In an effort to improve and smarten up search results, Google launched the Knowledge Graph today. Previously, Google's search algorithm matched a string of letters or keywords to websites containing those letters, but keywords often have deeper meanings than face value. Google created the Knowledge Graph in response to the need for a more intelligent search model that better understands the people, places, and things that users are looking for.
Intended to include more appropriate search results, the Knowledge Graph also includes an organized array of basic facts, maps, and pictures to enrich the results. We've outlined below the three points you need to know when using the Knowledge Graph:
- What terms to use: As of now, the Knowledge Graph only pulls results for people, places, or groups (like bands). Type in terms such as "Wes Anderson," "Houston, Texas," or "The Strokes" to see the Knowledge Graph in action. Type in a longer query like "keyboard shortcuts for mac," and Google will return to its classic results page format.
Learn more about the Knowledge Graph after the break.
- What's new on the results page: The biggest change is the panel next to the search results containing a picture or map of the search term, a short paragraph on the biography or history, and other relevant facts. For instance, search for "Donna Summer," and a picture of the late singer pops up, along with her biography and musical contributions.
- How the search results break down: As for the actual search results, the big difference is the order in which the search terms are listed.
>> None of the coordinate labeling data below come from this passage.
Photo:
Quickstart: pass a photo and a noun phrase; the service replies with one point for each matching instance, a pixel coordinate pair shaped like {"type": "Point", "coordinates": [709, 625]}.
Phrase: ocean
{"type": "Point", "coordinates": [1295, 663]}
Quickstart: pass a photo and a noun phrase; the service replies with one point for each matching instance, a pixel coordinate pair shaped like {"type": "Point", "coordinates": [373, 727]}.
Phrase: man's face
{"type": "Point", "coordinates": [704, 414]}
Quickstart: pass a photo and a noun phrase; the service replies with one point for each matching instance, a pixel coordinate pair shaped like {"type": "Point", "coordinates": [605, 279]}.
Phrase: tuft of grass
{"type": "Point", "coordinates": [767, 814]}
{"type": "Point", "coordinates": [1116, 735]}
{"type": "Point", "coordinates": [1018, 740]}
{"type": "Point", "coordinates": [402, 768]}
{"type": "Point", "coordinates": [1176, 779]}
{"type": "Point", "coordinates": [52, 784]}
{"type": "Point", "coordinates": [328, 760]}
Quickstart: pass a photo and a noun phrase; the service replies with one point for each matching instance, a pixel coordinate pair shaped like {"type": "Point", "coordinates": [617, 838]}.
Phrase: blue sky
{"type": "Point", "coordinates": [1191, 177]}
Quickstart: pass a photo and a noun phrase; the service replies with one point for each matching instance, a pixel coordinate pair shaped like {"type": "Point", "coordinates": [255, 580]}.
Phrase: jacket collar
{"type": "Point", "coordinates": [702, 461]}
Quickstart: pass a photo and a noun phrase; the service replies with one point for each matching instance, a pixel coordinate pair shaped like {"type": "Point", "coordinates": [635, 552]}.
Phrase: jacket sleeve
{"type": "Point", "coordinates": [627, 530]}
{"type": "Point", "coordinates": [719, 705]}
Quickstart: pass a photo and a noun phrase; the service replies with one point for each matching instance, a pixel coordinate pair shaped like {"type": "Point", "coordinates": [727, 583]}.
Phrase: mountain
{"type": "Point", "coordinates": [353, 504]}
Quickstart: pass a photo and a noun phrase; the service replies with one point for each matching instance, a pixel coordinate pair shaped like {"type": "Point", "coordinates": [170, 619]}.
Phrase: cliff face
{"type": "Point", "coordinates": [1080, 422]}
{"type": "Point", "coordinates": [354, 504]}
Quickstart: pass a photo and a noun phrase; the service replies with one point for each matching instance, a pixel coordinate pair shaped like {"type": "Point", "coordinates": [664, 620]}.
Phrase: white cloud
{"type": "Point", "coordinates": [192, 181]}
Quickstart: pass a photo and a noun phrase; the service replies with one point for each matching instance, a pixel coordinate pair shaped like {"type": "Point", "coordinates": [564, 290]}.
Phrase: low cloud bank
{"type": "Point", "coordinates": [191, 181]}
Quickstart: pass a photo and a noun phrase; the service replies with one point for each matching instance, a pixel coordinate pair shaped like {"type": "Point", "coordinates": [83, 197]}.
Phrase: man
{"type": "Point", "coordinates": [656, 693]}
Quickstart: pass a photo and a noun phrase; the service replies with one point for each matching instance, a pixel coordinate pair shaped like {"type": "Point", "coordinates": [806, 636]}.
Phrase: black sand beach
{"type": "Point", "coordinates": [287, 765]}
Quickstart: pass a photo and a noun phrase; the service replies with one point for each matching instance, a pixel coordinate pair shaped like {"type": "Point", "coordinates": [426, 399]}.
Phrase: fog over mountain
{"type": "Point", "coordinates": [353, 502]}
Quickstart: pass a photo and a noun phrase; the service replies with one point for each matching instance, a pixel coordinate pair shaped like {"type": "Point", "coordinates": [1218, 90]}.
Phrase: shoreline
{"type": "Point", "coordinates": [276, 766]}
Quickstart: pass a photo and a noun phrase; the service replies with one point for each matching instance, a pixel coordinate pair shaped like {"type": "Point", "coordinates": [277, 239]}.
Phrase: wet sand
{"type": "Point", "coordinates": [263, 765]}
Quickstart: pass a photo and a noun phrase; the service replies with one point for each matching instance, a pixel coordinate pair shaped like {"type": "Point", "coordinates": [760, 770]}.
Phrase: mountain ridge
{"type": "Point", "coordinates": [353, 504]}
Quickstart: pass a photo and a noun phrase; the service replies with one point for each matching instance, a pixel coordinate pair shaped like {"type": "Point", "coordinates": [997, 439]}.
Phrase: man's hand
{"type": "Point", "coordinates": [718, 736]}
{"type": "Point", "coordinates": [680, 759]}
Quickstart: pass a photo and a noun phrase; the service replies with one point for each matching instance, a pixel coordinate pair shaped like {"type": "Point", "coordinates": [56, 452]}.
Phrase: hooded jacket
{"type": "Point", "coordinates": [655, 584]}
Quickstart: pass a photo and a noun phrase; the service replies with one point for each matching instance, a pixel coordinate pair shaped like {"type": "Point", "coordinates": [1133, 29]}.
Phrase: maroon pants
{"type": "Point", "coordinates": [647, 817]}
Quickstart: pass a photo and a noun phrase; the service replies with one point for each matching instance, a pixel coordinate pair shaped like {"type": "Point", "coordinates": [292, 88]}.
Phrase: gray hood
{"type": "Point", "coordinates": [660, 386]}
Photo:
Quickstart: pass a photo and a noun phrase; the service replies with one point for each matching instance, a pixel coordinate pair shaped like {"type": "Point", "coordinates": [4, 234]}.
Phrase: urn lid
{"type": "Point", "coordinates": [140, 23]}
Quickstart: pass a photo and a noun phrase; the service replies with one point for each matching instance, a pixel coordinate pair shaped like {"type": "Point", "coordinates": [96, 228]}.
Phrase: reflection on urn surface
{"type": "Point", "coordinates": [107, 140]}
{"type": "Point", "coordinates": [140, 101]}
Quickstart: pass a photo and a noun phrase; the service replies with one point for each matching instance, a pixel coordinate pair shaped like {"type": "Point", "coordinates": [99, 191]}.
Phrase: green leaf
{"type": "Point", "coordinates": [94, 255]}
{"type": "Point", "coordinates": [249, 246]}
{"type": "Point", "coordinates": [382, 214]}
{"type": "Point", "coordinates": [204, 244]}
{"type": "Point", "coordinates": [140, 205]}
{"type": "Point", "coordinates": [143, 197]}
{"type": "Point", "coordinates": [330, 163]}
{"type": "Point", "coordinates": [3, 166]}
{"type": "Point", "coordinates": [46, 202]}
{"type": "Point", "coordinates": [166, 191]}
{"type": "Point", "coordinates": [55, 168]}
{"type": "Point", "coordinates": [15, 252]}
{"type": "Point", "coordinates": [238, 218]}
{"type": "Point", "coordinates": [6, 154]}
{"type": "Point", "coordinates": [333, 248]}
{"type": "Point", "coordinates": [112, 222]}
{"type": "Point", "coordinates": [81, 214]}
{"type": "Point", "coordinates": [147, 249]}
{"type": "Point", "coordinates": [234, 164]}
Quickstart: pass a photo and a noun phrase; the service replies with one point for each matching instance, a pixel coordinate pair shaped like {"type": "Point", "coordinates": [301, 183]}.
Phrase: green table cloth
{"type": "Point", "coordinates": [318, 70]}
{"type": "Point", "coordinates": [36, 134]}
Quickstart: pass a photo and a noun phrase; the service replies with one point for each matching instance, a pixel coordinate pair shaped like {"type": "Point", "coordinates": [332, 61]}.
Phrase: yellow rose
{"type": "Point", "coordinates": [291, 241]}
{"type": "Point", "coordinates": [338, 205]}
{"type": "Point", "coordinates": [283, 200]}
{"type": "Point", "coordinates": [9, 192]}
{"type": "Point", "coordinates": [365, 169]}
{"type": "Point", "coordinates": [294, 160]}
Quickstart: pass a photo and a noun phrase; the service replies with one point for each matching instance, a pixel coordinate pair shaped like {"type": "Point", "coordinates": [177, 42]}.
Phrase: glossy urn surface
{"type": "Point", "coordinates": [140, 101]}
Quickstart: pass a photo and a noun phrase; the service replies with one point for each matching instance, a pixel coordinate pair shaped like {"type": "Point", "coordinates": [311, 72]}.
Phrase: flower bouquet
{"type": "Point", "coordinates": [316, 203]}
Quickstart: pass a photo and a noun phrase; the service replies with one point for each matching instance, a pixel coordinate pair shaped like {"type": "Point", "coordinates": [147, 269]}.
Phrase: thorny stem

Breaking news on the search term is listed first, followed by the official site, Wikipedia links, tribute/fan sites, Google images, YouTube videos, and finally other relevant search terms to help narrow down the search query. The only unsettling thing about Knowledge Graph is the obvious inclusion of Google products (Google News, Google Images, YouTube, etc.) on the first page rather than all sources and links from across the web.
How do you feel about Google's shift to intelligent, knowledge-based search results?